First and foremost, situational awareness was a priority. During the planning process, UVAHS personnel were informed of the event and the potential impact on hospital operations, including casualty estimates and likely medical conditions generated, using the most likely and most dangerous scenarios. Graduated security options that included access to the facility were implemented. With these notifications, situational awareness was created weeks in advance and carried through the event.
Furthermore, health care provider emergency notification procedures were reviewed and updated when required. For the emergency department, emergency physician (both faculty and resident physician) call-activation systems were revised and tested using the GroupMe app; ED nursing, hospital-based EMTs, and clinical ancillary departments had similar plans. Trauma surgery, anesthesiology, and the various critical care physicians followed similar emergency notification simulations. In addition to emergency notification procedures, the specific medical care roles and responsibilities were evaluated and revised accordingly for the anticipated patient treatment needs. Lastly, potential longevity of the event and related needs were considered with the creation of at least two shifts of additional care providers (physicians, nurses, EMTs, etc).

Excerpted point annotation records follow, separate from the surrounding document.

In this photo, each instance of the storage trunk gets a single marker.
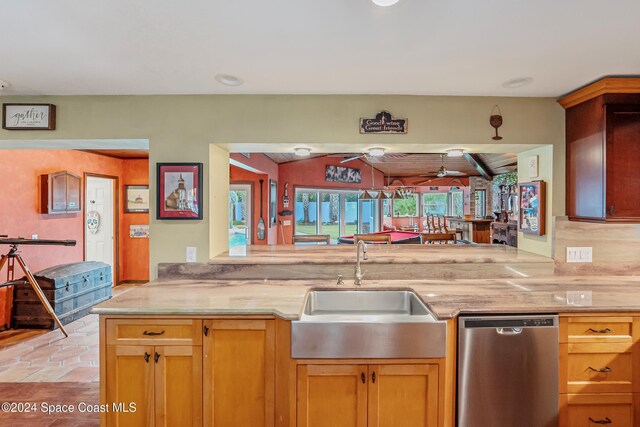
(72, 289)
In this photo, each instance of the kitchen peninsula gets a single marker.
(232, 338)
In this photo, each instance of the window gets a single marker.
(435, 203)
(457, 204)
(334, 212)
(405, 207)
(480, 199)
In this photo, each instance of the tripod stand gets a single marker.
(10, 259)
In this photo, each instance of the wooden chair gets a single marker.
(311, 238)
(440, 237)
(372, 238)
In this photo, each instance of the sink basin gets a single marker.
(366, 324)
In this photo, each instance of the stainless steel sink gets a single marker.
(366, 324)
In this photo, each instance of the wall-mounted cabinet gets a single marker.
(603, 151)
(60, 193)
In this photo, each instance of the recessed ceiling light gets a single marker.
(455, 152)
(302, 151)
(517, 82)
(229, 80)
(385, 3)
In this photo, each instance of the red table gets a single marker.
(396, 237)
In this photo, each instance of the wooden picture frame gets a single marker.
(136, 199)
(532, 199)
(273, 203)
(179, 191)
(25, 116)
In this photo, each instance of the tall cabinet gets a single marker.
(603, 151)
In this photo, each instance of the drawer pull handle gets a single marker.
(601, 331)
(606, 370)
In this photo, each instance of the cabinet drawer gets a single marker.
(596, 329)
(582, 410)
(154, 331)
(598, 368)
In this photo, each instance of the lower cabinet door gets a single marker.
(403, 395)
(589, 410)
(239, 373)
(130, 386)
(332, 395)
(178, 385)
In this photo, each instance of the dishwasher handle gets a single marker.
(509, 331)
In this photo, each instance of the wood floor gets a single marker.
(48, 394)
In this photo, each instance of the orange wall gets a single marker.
(19, 213)
(134, 252)
(311, 173)
(268, 169)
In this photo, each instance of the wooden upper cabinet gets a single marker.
(603, 151)
(332, 395)
(403, 392)
(239, 373)
(60, 193)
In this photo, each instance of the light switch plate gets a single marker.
(191, 254)
(580, 254)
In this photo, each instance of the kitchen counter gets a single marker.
(446, 299)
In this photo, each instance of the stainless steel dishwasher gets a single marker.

UVAHS capacity issues were addressed; this portion of the response plan was also vital to operational preparedness and its eventual success. UVAHS leadership made the decision to limit nonurgent procedures and admissions 48 hours in advance of the event. Nonurgent transfers into the hospital were also limited at that time. With this approach, significant inpatient capacity was increased for acute care, including critical care units. Of course, with increased inpatient capacity, the emergency department was able to decompress, creating greater provider availability and bed space for patient management.